Das zeigt sich vor allem in der ganz und gar umwerfenden ersten Szene von Oslo Stories: Sehnsucht, in der zwei Schornsteinfeger nach getaner Arbeit in ihrem Büro mit Blick über Oslos Dächer zusammensitzen. Der eine ist der Geschäftsführer (Thorbjørn Harr) und erzählt von einem immer wiederkehrenden Traum, in dem er David Bowie gegenübersteht, der ihn so ansieht, wie ihn noch nie ein Mann angesehen hat: ohne jegliche Erwartungshaltung bzw. mit einer erweiterten Erwartungshaltung, in der er, der verheiratete Mann mit Kind, auch eine Frau sein könnte. Sein befreundeter, von Jan Gunnar Røise verkörperter Mitarbeiter und ebenfalls hetero-normativ lebend, erzählt ihm daraufhin von einem ähnlichen Erlebnis. Nicht im Traum, sondern ganz real bei seinem letzten Kunden sei er zum ersten Mal im Leben von einem Mann so angesehen worden, wie ihn sonst nur Frauen ansehen, und dazu gleich auch noch zum Sex eingeladen worden.
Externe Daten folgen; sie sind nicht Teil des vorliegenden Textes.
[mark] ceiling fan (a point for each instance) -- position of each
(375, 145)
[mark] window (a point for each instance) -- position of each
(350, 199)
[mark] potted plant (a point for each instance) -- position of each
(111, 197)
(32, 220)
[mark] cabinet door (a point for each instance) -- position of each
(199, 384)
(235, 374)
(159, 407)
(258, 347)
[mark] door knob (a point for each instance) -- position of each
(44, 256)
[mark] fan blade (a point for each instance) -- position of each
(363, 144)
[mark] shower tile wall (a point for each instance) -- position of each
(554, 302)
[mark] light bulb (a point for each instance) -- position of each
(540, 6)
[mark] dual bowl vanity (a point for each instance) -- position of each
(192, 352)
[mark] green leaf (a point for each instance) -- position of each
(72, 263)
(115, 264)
Dieses Gespräch verändert alles. Es vertieft nicht nur die Beziehung der beiden Freunde und Kollegen, es hat auch nachhaltige Auswirkungen auf die Partnerinnen der beiden, auf die von Siri Forberg gespielte Frau des Schornsteinfegers und die von Brigitte Larsen dargestellte Frau des Geschäftsführers. Dieses Kernensemble samt den jugendlichen Kindern und Freunden der Paare wird immer mehr in den Strudel der eingangs erzählten Träume und Realitäten gezogen. Das mag in Ansätzen an Arthur Schnitzler und seine Traumnovelle und die Kubrick-Verfilmung Eyes Wide Shut oder die deutsche Traumnovelle-Umsetzung aus dem letzten Jahr von Florian Frerichs erinnern, doch lässt sich gerade an der Verfilmung von Frerichs besonders gut sehen, dass Schnitzler kaum mehr für eine wirklich gegenwartsbezogene Adaption taugt. Wer anderer Meinung ist, sollte sich deshalb Oslo Stories: Sehnsucht ansehen, zeigt Haugerud doch hier so atemberaubend wie zärtlich, was in unserer (westlichen) Gegenwart alles möglich ist, wie sehr der Sprechakt inzwischen für beide Geschlechter eine fast schon autotherapeutische Funktion erreicht hat.
Dazu gehören nicht nur die sexuellen Beziehungen, die hier erörtert werden, sondern auch die Beziehungen zwischen Freunden und die zwischen Eltern und ihren Kindern. Zwar ist auch hier die Sprache das Ding aller Dinge, könnte man diesem Film auch ohne seine Bilder gebannt lauschen.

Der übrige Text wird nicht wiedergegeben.